Every major system in Quotient requires its own execution context:

  • Atop relies on a transaction being in twisted.python.context.

  • Twisted relies on the reactor being instantiated

  • Nevow relies on an explicitly-passed 'context' object to every method it interacts with, which is generated by the page render. This generally also requires that some data, and an IRequest implementor, be in scope at render time.


These three systems are all currently ad-hoc. They should be unified, and the context should use the same method of identifying fragments of context for all three: interface names. For example,

# in all new style examples, something like
from twisted.python.excctx import context

# Twisted
from twisted.internet import reactor
# would become
from twisted.internet.interfaces import IReactor
reactor = IReactor(context)

# Nevow
from iwhatever import IA, IB, IC
from nevow.inevow import IRequest
def doit(context, data):
context.remember(Foo(), IA, IB, IC)
request = context.locate(IRequest)
# would become
def doit(data):
context[IA, IB, IC] = Foo()
request = IRequest(context)

# Atop
c = context.get("CursorFactory").cursor()
# would become
c = ICursorFactory(context).cursor()


I think this would let us sort out a lot of thorny problems, for example, by putting the currently running services into context when they are being invoked; by saving context across Deferreds, one can do things like automatically put both parts of a Nevow page rendering with a Deferred in the middle into two different (potential) transactions. Capturing context would also be useful for a protocol to initialize itself without storage, set its storage in the login process, and then automatically have transactions from then forward with any protocol notification switching into the protocol's saved context.

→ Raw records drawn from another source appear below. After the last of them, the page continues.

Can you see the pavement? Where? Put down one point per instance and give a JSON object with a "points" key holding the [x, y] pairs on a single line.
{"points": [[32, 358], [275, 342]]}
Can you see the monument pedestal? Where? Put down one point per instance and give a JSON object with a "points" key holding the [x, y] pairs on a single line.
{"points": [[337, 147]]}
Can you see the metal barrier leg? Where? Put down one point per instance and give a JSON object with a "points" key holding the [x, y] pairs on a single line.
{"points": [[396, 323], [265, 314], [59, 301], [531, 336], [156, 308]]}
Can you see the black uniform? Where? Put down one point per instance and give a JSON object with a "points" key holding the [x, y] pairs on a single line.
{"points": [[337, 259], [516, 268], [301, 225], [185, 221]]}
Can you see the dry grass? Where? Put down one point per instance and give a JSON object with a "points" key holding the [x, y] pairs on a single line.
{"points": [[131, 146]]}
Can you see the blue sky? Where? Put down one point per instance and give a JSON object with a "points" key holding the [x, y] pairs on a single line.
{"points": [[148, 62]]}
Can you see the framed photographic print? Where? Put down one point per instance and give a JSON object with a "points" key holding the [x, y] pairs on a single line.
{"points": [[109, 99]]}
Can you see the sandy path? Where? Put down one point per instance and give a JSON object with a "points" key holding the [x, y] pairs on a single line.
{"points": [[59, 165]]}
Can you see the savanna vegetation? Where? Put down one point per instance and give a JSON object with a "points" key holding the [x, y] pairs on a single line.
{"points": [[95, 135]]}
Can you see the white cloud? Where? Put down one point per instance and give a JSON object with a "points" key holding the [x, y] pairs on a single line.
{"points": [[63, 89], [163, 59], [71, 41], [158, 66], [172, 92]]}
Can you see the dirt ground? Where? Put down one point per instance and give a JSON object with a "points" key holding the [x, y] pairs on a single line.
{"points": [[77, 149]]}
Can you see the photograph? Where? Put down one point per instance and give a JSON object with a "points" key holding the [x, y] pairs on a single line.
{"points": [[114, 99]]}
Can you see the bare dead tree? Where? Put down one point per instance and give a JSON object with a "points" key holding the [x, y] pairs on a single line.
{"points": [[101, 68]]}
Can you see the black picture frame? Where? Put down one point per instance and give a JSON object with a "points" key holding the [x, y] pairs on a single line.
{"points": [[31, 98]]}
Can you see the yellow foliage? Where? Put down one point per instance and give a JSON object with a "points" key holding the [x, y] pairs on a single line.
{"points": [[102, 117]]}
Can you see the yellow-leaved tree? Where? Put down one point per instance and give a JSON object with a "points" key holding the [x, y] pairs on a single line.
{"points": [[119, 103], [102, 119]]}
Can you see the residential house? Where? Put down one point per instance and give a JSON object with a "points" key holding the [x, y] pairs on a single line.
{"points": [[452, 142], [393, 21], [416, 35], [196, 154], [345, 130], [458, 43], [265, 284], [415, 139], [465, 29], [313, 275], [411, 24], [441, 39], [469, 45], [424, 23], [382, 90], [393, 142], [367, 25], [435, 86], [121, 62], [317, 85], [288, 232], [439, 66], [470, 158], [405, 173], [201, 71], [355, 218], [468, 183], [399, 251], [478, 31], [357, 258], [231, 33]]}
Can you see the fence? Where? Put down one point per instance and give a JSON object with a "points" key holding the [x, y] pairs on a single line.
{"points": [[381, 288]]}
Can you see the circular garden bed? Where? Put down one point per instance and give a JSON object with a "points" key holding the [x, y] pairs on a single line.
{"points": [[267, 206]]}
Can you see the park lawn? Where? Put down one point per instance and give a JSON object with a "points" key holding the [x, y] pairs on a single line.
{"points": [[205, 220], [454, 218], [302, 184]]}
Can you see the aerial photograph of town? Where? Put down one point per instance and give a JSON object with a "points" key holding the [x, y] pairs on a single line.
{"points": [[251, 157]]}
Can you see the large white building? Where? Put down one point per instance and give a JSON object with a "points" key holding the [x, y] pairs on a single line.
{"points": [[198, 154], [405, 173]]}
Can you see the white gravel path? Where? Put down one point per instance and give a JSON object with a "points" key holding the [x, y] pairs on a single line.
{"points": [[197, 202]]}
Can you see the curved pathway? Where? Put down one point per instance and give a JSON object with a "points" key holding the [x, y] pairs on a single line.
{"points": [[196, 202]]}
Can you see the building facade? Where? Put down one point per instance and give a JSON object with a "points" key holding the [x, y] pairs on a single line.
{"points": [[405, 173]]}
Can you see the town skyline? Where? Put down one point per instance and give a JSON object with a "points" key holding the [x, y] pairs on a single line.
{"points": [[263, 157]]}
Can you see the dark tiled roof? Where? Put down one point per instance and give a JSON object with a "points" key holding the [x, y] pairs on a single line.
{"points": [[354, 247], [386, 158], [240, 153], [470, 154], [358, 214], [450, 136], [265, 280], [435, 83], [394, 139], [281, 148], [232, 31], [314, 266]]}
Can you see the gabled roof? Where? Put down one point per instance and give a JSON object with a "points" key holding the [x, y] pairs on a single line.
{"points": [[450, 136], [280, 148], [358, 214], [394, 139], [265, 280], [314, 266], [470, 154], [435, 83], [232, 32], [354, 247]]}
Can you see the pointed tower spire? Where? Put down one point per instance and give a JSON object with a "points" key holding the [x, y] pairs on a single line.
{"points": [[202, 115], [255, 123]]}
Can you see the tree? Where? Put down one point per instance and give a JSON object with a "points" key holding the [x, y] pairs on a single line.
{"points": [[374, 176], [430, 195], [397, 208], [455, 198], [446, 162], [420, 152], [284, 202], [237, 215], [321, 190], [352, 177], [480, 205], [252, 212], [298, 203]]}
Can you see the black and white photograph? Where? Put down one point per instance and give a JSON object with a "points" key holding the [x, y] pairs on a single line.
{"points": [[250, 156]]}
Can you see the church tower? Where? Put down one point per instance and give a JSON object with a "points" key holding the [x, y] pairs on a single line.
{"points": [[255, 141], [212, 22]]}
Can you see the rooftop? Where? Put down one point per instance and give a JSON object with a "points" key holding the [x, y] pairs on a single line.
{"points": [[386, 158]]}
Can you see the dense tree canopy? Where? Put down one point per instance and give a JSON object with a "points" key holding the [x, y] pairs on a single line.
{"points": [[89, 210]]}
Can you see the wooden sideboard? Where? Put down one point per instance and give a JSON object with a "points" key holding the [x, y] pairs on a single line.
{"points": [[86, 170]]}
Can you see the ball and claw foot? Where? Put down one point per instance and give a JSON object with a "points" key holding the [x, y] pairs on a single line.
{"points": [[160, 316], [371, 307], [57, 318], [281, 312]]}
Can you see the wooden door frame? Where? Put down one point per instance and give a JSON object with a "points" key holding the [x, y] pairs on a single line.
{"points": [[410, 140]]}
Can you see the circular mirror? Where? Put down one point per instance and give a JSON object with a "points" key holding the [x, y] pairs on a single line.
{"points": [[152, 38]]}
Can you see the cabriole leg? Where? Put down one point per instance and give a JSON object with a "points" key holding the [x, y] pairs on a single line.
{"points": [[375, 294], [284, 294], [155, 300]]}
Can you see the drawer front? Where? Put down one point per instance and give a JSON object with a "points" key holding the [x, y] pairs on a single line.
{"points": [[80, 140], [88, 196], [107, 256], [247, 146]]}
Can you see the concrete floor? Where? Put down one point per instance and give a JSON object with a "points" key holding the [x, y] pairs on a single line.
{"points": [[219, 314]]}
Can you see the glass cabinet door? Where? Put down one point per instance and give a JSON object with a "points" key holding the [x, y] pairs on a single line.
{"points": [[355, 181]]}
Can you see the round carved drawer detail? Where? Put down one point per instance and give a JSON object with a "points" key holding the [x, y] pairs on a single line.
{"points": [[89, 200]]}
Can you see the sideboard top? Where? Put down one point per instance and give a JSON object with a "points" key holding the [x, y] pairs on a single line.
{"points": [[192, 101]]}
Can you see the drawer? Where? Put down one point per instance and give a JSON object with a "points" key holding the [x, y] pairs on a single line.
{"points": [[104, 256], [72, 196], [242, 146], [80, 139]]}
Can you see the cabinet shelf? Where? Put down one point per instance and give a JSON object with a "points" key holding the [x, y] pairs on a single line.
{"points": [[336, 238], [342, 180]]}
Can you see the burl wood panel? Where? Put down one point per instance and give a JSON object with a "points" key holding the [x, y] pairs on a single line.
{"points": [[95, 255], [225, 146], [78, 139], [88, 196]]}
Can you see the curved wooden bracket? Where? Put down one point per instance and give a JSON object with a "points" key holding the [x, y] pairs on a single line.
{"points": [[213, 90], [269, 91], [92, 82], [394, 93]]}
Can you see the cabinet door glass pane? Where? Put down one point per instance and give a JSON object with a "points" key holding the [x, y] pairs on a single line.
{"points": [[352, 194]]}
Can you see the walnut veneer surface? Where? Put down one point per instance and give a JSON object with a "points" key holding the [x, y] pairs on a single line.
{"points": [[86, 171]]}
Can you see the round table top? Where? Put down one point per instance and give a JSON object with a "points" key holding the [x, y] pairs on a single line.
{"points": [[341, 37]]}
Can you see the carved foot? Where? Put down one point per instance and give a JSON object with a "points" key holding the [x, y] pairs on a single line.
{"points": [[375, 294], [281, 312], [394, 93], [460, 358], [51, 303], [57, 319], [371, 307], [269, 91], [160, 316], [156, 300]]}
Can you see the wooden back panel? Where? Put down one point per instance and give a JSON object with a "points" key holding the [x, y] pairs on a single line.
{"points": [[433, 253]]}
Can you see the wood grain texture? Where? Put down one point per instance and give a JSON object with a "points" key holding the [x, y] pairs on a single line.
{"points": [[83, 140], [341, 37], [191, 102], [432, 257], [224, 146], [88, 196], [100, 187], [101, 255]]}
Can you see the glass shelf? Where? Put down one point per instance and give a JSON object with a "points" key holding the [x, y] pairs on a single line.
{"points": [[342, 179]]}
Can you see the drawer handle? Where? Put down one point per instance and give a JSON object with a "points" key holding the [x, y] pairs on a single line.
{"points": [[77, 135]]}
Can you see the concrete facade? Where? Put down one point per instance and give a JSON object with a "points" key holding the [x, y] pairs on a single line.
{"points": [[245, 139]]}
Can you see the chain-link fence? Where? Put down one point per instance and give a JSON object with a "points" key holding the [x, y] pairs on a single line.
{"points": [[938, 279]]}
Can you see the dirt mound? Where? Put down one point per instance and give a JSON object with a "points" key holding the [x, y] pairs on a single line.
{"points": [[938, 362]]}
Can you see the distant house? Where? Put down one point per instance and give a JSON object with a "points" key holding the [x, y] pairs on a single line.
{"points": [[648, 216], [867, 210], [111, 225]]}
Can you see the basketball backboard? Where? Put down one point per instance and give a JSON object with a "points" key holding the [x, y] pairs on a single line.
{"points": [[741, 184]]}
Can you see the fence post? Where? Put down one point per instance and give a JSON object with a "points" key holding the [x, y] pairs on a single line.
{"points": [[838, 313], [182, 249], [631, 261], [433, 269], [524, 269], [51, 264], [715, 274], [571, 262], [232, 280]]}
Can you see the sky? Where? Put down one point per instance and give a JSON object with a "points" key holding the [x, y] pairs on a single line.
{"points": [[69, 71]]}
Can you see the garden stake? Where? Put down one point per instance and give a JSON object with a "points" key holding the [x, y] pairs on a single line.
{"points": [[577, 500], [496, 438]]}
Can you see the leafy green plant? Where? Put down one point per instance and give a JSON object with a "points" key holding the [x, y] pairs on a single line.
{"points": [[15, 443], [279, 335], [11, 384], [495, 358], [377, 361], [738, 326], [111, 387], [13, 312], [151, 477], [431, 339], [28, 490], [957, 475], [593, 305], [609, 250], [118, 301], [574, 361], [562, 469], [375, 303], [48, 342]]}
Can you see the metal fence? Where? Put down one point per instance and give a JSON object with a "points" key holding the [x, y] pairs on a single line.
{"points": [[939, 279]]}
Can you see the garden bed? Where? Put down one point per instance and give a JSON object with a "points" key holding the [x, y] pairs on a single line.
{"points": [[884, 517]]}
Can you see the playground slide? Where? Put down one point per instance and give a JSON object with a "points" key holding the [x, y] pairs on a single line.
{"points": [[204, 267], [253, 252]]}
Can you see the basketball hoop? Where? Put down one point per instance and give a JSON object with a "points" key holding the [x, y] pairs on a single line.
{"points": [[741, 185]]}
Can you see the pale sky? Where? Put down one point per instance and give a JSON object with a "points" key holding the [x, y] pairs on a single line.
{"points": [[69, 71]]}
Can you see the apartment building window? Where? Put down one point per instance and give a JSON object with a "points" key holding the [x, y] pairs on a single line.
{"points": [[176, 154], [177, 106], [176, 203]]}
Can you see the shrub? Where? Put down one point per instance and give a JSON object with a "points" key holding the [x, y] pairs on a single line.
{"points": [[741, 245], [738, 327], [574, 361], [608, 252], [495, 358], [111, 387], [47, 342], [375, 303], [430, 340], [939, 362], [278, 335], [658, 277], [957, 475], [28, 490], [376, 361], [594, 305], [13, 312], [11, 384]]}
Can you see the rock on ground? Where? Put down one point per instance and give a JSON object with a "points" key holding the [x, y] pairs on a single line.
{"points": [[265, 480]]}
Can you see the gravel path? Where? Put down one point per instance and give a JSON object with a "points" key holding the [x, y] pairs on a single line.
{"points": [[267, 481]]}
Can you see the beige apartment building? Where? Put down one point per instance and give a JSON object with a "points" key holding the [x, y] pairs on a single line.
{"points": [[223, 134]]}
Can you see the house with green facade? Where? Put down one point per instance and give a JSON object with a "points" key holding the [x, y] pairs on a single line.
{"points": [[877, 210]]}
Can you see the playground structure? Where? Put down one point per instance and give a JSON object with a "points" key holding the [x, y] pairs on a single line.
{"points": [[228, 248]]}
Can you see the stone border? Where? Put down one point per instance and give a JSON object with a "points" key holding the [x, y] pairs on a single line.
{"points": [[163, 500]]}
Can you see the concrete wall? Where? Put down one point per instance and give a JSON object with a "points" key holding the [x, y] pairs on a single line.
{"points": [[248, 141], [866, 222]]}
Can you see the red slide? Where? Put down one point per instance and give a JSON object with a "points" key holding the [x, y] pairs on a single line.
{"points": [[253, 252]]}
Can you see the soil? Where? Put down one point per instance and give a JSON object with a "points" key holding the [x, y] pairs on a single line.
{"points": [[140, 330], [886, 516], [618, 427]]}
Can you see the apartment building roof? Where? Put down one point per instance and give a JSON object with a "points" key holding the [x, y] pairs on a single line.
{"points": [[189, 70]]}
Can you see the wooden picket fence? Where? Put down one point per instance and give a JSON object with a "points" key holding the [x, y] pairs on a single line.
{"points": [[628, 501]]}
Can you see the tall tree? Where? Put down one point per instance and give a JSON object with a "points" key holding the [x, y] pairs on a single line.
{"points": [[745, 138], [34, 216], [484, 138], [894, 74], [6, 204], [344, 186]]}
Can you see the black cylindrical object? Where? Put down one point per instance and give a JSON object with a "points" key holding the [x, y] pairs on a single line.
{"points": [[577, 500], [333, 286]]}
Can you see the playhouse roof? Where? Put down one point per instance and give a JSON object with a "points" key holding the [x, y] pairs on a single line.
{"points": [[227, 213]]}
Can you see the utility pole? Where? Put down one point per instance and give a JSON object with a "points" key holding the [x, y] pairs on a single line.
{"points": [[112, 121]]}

For the mandatory evil associated with a rambling post like this, I was thinking about how to implement a convenient context.clone() which would push another level onto the context stack without requiring a context.call - so that you could use the new context variables in the rest of your function. This is evil enough for par, I think, and it should be obvious how one would implement such a thing from here:

import gc
import inspect
import weakref

_wrd = {}
_wrc = 0

def whencallerexits(x, stacklevel=2):
global _wrd, _wrc
up = inspect.currentframe()
for ig in range(stacklevel):
up = up.f_back
n = _nothing()
up.f_locals[' nothing '] = n
cap = _wrc
def curry(w):
del _wrd[cap]
x()
_wrd[cap] = weakref.ref(n, curry)
_wrc += 1

def printit():
print 'aaa'

def somestuff():
print 'doing some stuff'
whencallerexits(printit)
print 'done doing some stuff'

def horrible():
print 'get ready for some horribleness'
somestuff()
print 'here we go...'

horrible()
print "wasn't that horrible?"


I think there may still be some remaining issues with managing which bits of context want to be remembered when captured and which don't -- for example, you still want to be able to switch the logging backend for the entire application, not just the protocols which haven't remembered their own logging frosting features -- but I believe it's possible to provide answers to a lot of questions regarding system-wide configuration by providing this context as pseudo-global state which can be addressed as an object rather than as actual global variables. This way multiple applications could still run entirely separated in the same process, just by referring to different context roots; in fact, properly done, this would enable multiple reactors to run in the same process WITHOUT any crazy bootstrapping, by using multi-threading and specifying the context root with a different reactor from the .callInThread from the initial reactor.

I hope that some of that made sense. Have a happy weekend.